C’est la première fois que Donald Trump, élu fin 2016, va à la rencontre de militaires américains en zone de conflit.

Le président a souvent été critiqué pour ne pas avoir rendu visite plus tôt aux soldats américains sur le terrain à l’étranger.

Ce genre de voyages, destinés à renforcer le moral des troupes, sont une tradition depuis les attaques du 11-Septembre.

– L’EI, « presque vaincu » selon Trump –

En plus de l’opération de communication et des photos aux côtés de soldats en uniforme, M. Trump en a profité pour s’exprimer de nouveau sur sa récente décision concernant les troupes américaines en Syrie.


« Les Etats-Unis ne peuvent pas continuer à être le gendarme du monde », a-t-il dit. « C’est injuste quand le fardeau est entièrement sur nous, les Etats-Unis ».

Sur la base d’Al-Assad, le président a défendu sa décision de retirer les troupes américaines de Syrie, arguant que le groupe Etat islamique (EI) était « presque totalement vaincu ».

Cette visite gardée secrète pour des raisons de sécurité, qui intervient en plein « shutdown » aux Etats-Unis –paralysie partielle des administrations fédérales–, a en effet lieu une semaine après l’annonce par M. Trump du retrait des troupes américaines de Syrie.

La décision avait provoqué un premier séisme: la démission du ministre de la Défense Jim Mattis, qui était en désaccord avec M. Trump sur le dossier syrien.

Le président a aussi annoncé une réduction des troupes en Afghanistan, ce qui a suscité de nombreuses interrogations sur la nouvelle stratégie militaire et la politique étrangère menée par Washington.

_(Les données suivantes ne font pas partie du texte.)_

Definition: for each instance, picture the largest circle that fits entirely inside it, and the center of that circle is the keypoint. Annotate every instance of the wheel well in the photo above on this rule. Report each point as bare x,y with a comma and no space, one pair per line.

Le départ de Jim Mattis a été suivi vendredi par celui de l’émissaire des Etats-Unis pour la coalition internationale antijihadistes, Brett McGurk. Selon plusieurs médias américains, il avait décidé de quitter son poste en février, mais a avancé cette échéance après les derniers rebondissements.

Ces décisions ont pris par surprise les alliés des Etats-Unis, car le président tourne ainsi le dos à des décennies de doctrine d’intervention américaine au Moyen-Orient et en Afghanistan.